Rachel Bernhard is Associate Professor of Quantitative Political Science Research Methods at Nuffield College and the University of Oxford. Before joining Nuffield, she was an Assistant Professor at the University of California, Davis, and a Postdoctoral Prize Fellow in Politics at Nuffield. She holds a PhD from UC Berkeley.
Her research focuses on appearance-based discrimination in politics — how candidate appearance shapes voter preferences and how parties select candidates. She is also a methodologist working on survey experiments and text-as-data approaches.
Ilya Boytsov is an applied Deep Learning Scientist and NLP Lead at Wayfair in Berlin. His main professional interests include information retrieval, aspect-based sentiment analysis, and generative AI. He has extensive experience designing machine-learning bootcamps and lectures for diverse audiences.
Ilya has spoken at conferences including the World Data Summit and DSC Europe. He is also co-founder of the Street Smart AI community in Berlin.
Maksim Zubok is a doctoral candidate in Politics at Oxford University, Nuffield College. His dissertation explores ways of harnessing LLMs for social science research, from classic data labelling to using models as condensed snapshots of the internet to study how people organise relationships between concepts and form beliefs about the world.
He has helped organise several academic events, including previous sessions of the Oxford LLM workshop and the Oxford Summer Institute for Computational Social Science.
Dr Mikhail Burtsev is a Landau AI Fellow at the London Institute for Mathematical Sciences. He studied microelectronics before completing his PhD in computer science at the Keldysh Institute of Applied Mathematics, and has held visiting positions at Cambridge.
As Scientific Director of the AI Research Institute in Moscow, he led development of the DeepPavlov conversational AI framework. His research focuses on continual learning, memory-augmented neural networks, and AI-assisted mathematics.
Emeli Dral is Co-founder and CTO at Evidently AI, a startup developing open-source tools to evaluate, test, and monitor machine learning models and LLM-based systems.
She previously co-founded an industrial AI startup and served as Chief Data Scientist at Yandex Data Factory, leading over 50 applied ML projects across industries. Emeli co-authored a Coursera machine learning and data analysis curriculum with over 100,000 students enrolled.

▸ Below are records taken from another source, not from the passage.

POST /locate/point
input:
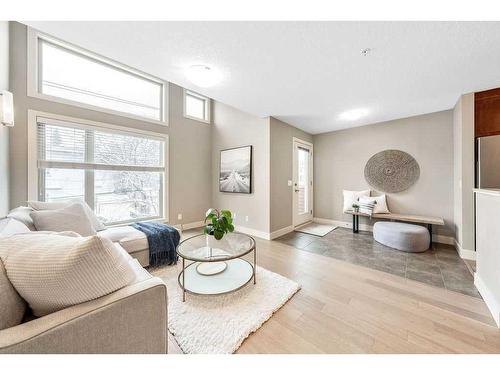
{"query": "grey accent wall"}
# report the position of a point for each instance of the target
(463, 171)
(281, 138)
(4, 131)
(234, 128)
(340, 158)
(189, 162)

Grigory Sapunov is CTO and co-founder of Intento. He has over 20 years of software engineering experience, including around 15 years in data analysis, AI, and machine learning. Since 2011 he has focused on deep learning.
Grigory is a Google Developer Expert in Machine Learning and holds a PhD in Artificial Intelligence. He is a frequent speaker at ML conferences and community events.
Tatiana Shavrina works on the Llama team at Meta and has previously worked at Snap and AIRI. She is passionate about open source and multilingualism in LLMs, especially for under-resourced languages.
She contributed to BLOOM as lead for interpretability, led development of the mGPT multilingual model, and worked on Russian SuperGLUE and low-resource NLP methods. See her Google Scholar profile for publications.
Sergei Skvortsov is Lead Machine Learning Engineer at Nebius, focused on efficient training and inference for large language models. He regularly lectures on efficient inference at the Nebius Academy.
Previously, he led the inference team at Yandex Self Driving Group, where his team built the main inference engine powering neural models for autonomous cars and robots.
Ray Duch is the co-founder and Director of the Centre for Experimental Social Sciences (CESS) at Nuffield College. He has established CESS centres in Chile, China, and India, and serves as co-Director of the Candour Project and co-PI for the REAL Demand Centre.
His work uses experimental methods to study decision making in politics, finance, health, and economics, and has appeared in the American Political Science Review, Journal of Politics, and Proceedings of the National Academy of Sciences.
Charles Rahal is Associate Professor in Computational Social Science at the University of Oxford, affiliated with the Demographic Science Unit and the Leverhulme Centre for Demographic Science.
His research develops methods to uncover patterns in large-scale observational data with a focus on equality and equity. He contributed to the UK government's Covid-19 policy response and leads the Metrics and Models lab.
Joan Timoneda is Assistant Professor of Political Science at Purdue University. He received his PhD from the University of Maryland and previously held a postdoctoral position at Duke University.
His research focuses on authoritarian regimes, democratic backsliding, and how leaders use digital tools and social media. His methods work applies large language models to core questions in comparative politics. More details on his personal website.
Brandon Stewart is Professor of Sociology at Princeton University. His research develops quantitative methods for the analysis of text as data, with a focus on making these tools accessible to social scientists.
He is the creator of the Structural Topic Model (STM), a widely-used method for analysing document collections that allows researchers to incorporate metadata into topic models. He joined the 2025 school as part of a joint session with the Metrics and Models seminar series.